The hydrogen fuel cell ferry being built in Scotland is a “game-changer” and is the “next logical piece in the jigsaw puzzle”, Ferguson Marine Engineering chief naval architect Chris Dunn told delegates at this year’s Interferry conference.

The shipyard is building the world’s first hydrogen fuel cell ferry, with hydrogen harvested entirely from renewable sources. It led a European consortium in a bid for EU funding support to pave the way for building and launching the ferry. Known as Hyseas III, it will operate around Scotland’s Orkney Islands, which are producing hydrogen in volume from renewable energy, which the ferry will electrolyse and thus use as fuel cells. Mr Dunn said the excess heat created would be used to power other parts of the vessel.
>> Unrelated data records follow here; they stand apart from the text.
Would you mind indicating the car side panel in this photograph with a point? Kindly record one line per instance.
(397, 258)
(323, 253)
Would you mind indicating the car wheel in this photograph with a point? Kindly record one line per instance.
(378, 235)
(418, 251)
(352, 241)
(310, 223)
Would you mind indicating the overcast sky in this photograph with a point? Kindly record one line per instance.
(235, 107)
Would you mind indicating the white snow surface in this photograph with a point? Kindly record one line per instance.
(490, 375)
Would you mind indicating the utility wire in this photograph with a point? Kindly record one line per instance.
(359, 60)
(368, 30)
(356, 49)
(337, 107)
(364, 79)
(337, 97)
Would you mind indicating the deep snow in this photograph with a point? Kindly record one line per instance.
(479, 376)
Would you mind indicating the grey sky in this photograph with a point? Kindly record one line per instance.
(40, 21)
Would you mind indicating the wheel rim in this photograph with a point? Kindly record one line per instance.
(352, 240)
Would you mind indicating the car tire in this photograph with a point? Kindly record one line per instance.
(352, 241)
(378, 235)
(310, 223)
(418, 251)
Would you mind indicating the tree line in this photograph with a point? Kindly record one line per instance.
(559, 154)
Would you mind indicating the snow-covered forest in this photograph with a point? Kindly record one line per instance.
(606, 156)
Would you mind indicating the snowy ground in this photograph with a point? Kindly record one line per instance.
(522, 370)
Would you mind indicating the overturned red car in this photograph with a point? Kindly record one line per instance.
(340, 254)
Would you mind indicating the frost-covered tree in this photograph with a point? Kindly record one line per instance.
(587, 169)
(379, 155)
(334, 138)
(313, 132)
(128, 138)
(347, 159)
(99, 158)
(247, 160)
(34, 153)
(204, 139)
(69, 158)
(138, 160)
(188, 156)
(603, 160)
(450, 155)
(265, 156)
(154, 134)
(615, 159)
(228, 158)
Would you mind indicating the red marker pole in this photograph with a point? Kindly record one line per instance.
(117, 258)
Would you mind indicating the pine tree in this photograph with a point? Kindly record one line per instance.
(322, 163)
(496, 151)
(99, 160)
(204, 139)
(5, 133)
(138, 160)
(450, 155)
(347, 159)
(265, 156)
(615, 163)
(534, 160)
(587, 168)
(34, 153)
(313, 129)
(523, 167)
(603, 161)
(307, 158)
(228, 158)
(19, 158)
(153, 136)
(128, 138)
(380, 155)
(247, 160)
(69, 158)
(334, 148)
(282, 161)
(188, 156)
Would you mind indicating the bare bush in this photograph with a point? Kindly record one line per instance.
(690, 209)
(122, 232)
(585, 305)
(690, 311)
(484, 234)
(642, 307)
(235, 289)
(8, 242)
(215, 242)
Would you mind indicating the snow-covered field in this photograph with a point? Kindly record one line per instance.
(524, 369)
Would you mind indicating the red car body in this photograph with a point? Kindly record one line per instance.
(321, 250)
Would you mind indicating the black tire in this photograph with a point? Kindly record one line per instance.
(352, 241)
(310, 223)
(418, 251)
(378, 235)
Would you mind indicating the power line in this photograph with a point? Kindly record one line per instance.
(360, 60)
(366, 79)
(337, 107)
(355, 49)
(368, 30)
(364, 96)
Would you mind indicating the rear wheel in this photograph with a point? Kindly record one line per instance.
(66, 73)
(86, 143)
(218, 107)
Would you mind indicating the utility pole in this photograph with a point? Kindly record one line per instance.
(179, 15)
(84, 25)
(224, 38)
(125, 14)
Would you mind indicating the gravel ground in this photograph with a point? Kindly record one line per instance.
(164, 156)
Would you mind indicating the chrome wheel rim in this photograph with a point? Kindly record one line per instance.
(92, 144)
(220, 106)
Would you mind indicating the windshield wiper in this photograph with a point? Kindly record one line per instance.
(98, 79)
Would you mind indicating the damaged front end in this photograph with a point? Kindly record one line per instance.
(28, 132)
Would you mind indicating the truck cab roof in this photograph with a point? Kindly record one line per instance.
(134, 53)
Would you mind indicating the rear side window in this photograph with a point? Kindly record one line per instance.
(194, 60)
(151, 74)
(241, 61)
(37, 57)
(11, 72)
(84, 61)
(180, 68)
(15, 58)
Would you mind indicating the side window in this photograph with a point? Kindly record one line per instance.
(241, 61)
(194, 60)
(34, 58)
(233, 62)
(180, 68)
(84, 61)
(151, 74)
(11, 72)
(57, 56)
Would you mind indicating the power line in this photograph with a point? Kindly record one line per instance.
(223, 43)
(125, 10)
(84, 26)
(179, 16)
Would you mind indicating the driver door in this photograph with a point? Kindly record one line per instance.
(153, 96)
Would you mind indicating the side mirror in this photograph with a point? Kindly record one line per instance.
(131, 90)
Hydrogen is already being used in the Orkney Islands at ports to cold iron, so “this is the next logical piece of the puzzle, moving from quayside to ship and completing the zero-emission cycle,” said Mr Dunn. He added “As far as disruptive technology goes, I believe this is a game-changer.”

The vessel will be delivered in 2020, with steel cut around October next year.

Speaking about the project risks, Mr Dunn highlighted a major one being that there are no prescriptive rules governing building a hydrogen powered ferry – currently the IGF code is being used which is not particularly appropriate because it is aimed at gas-powered vessels. Therefore, a risk-based alternative design process has to be used. While Mr Dunn said this was “good” it was also “entirely unpredictable”.

Another challenge is storing the hydrogen in the vessel. Mr Dunn said that while not heavy, even compressed hydrogen takes up a lot of volume at 350 bars. However, the company has overcome this to create a hull shape that can address fuel storage challenges.

Perhaps one of the biggest challenges is passenger perception – they think it is dangerous and that hydrogen is expensive to create. But Dr Dunn said “These problems are not insurmountable”.

Summing up why he wanted to share the project at Interferry’s conference, he said “When facing regulators we need as much power and presence as we can. We believe this is a viable technology and we want to share it with as many people as we can.”